Through aggregation, communities can consolidate the amount of electricity used by its population — the electricity load — and have a broker seek a better rate per kilowatt-hour for their residents and businesses than is offered by large energy distributors, like National Grid.

CPG offers communities its services and acts as the agent and broker, going out for bid to energy suppliers in order to get the best price, according to Brian Murphy. CPG will also run the program, he said, all at no cost to taxpayers.

National Grid would distribute the energy to households and businesses as always, Murphy said, and would maintain power lines and handle repairs when necessary. Consumers would still be billed by National Grid, but once Salisbury’s aggregation plan is up and running, an additional line on their bills would indicate the price per kwh based on Salisbury’s electricity aggregation rate.
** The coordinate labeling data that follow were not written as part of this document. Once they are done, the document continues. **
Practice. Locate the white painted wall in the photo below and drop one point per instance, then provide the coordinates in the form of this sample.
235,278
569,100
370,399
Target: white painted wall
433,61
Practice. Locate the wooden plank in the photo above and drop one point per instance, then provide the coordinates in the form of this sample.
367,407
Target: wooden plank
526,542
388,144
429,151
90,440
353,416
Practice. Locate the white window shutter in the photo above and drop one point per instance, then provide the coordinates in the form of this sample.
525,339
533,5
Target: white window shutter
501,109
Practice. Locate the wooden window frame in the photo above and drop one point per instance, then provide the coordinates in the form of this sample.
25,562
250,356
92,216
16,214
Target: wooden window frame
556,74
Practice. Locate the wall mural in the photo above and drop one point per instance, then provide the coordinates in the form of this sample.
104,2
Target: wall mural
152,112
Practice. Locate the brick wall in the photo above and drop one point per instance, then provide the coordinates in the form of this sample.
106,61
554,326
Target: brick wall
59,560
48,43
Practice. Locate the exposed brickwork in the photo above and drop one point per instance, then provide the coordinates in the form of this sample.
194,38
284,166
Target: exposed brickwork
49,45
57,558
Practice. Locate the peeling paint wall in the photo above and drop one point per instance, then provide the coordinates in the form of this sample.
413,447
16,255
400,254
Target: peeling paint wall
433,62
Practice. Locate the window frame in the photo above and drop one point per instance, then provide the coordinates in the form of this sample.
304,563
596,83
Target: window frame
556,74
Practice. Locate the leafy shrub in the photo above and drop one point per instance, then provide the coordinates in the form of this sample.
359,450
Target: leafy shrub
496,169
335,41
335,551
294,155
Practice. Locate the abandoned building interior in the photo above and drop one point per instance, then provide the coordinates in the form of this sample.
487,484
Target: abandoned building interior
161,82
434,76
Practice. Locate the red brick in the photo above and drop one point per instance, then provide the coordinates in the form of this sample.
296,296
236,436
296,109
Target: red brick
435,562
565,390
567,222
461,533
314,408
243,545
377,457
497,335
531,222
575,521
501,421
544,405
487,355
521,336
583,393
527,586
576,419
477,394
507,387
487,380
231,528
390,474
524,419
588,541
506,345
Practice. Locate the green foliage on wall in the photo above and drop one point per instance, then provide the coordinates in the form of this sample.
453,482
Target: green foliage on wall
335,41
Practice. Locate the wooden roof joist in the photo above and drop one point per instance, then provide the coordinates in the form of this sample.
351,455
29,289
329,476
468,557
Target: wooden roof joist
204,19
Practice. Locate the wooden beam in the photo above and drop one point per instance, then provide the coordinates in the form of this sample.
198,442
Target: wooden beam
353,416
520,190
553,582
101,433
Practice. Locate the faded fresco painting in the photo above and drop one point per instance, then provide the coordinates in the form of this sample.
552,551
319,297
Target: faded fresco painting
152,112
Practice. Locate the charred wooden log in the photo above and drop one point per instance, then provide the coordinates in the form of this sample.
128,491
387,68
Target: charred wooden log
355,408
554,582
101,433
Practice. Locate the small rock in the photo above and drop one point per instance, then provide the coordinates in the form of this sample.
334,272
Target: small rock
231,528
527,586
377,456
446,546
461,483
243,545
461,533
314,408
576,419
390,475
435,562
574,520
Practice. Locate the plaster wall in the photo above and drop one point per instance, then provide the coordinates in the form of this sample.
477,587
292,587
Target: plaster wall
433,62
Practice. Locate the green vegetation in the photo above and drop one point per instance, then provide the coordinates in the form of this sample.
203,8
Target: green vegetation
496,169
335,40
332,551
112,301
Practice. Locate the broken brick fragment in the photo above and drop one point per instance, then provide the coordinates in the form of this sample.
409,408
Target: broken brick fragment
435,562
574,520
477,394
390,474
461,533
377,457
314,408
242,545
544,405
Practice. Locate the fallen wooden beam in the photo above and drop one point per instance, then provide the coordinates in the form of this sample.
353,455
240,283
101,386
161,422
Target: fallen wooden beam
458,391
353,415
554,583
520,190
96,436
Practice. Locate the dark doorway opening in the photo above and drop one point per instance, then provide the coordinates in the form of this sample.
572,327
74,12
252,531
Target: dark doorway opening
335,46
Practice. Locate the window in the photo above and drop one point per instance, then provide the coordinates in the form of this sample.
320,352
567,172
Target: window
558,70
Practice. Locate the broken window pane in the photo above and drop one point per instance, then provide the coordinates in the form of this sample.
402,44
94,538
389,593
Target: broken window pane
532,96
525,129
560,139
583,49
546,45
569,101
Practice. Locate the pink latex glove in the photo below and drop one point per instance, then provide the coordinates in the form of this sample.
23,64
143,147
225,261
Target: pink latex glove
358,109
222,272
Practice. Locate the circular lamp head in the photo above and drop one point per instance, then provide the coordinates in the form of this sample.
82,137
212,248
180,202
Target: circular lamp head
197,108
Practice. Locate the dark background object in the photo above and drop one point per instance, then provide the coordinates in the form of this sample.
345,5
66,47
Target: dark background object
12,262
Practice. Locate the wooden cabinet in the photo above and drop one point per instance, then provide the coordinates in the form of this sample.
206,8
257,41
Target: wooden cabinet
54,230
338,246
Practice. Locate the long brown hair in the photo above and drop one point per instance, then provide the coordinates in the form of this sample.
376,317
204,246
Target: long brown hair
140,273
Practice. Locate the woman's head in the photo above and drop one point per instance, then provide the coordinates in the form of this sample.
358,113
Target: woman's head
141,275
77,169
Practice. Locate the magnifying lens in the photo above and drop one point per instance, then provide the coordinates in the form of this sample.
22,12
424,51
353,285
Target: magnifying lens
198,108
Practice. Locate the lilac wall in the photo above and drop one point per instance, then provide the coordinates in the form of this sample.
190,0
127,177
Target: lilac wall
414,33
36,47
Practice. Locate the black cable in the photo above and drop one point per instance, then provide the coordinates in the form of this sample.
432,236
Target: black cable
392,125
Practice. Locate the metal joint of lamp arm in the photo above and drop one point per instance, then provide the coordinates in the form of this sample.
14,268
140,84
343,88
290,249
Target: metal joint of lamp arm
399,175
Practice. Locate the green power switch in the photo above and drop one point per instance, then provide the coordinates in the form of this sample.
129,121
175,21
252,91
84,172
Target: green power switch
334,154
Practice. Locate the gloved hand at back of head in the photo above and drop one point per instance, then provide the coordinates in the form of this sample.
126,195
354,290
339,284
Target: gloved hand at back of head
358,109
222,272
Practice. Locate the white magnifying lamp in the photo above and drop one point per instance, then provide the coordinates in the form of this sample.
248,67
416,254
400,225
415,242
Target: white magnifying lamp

Consumers will be given an opportunity to opt out of the plan at the onset if they choose or at any time afterward with a simple phone call, Murphy said. They can also opt back in if they choose, and there are no fees for doing so.

Although it’s still months from being implemented due to a lengthy approval process required by the state Department of Public Utilities, Salisbury Town Meeting OK’d the notion of electricity aggregation when it approved warrant Article 22 at its meeting in May 2013.

On Monday, selectmen took the next step of approving CPG’s electricity aggregation plan, giving Town Manager Neil Harrington the authority to sign the contract. A three-week comment period comes next, Harrington said, followed by an application to the state DPU, which will hold a public hearing prior to its vote.

All this has to be accomplished before Salisbury — through CPG — goes out to bid seeking the best price per kwh for its residents. It could take until summer for bids to go out to find out what the new rate will be, Murphy said, and how long the town will “lock in” the rate with its supplier. Selectmen said they’d engage in educational opportunities with residents at that point in the process before taking a final vote to implement the program.

Others sign on

The city of Haverhill went through this process in 2015, signing on with CPG’s Community Choice Power Supply Program in March. It wasn’t until October, however, after the DPU approval process was concluded, that it went out to bid and accepted an offer by Northhampton-based Hampshire Power for electricity.

It was December when Haverhill’s electricity aggregation program actually went into effect with a rate of 9.9 cents per kwh, locked in for a full year. That’s about 3 cents less than the basic service rate of 13 cents per kwh National Grid was offering through April 2016.

With the average single-family dwelling using about 750 kwh of electricity per month, 3-cents-per-kwh can add up over the course of the year.

About 90 other communities in the commonwealth have moved to aggregate electricity, Murphy said, with CPG working as agent/broker with 35 of them. Other communities working with CPG in this region are Methuen, Haverhill and Newburyport, which signed with CPG in June. Also looking into electricity aggregation is Amesbury, Murphy said.

With a much larger population and business sector than Salisbury, Haverhill’s rate won’t necessarily be what Salisbury sees, Murphy said, and much depends on when communities seek bids and how long they lock them in, which can be anywhere from six months to three years.

Another major benefits of electricity aggregation is not only a drop in the price per kwh than that offered by National Grid, Murphy said, but also rate stabilization. Aggregation stops the current trend of extreme fluctuations in the cost of electricity within each year, which last year produced rates as high is 16 cents per kwh during cold winter months, then lower rates during other seasons.

Aggregation can also lower electric rates for small businesses, and in New England in particular, the high cost of energy can be a deterrent to businesses looking to find a home. Electricity aggregation can make communities more attractive places for new businesses to locate due to lower and more stable rates.

Electricity aggregation is one of the products of the deregulation of the electric industry, which took effect in 1998, Murphy said. Deregulation required companies either to generate electricity or distribute it to consumers, but not both.

Deregulation also provided a process for communities to consolidate their electrical loads to go out and buy in bulk through aggregation as a way to lower rates, he said, but it’s taken time to actualize.

Murphy said the first electricity aggregation program started in southeastern Massachusetts, when 21 Cape Cod communities and the island of Martha’s Vineyard combined their electrical load in a municipal aggregation program run by Barnstable County. The Cape and Martha’s Vineyard had endured some of the highest electric rates in the region for decades.

“They began the process is 2000,” Murphy said. “It wasn’t implemented until 2003, I believe.”

The Cape program required the municipalities involved to spend taxpayer dollars upfront to get started, Murphy said. Salisbury’s plan won’t cost taxpayers anything, he said, because Community Power Group provides the upfront capital needed.

Once Salisbury’s program is up and running in the months ahead, CPG will be paid one-tenth of one cent per kwh by the electricity supplier to recoup its investment and earn income. The town has no responsibility or liability for payment, even in event of the supplier’s failure to pay.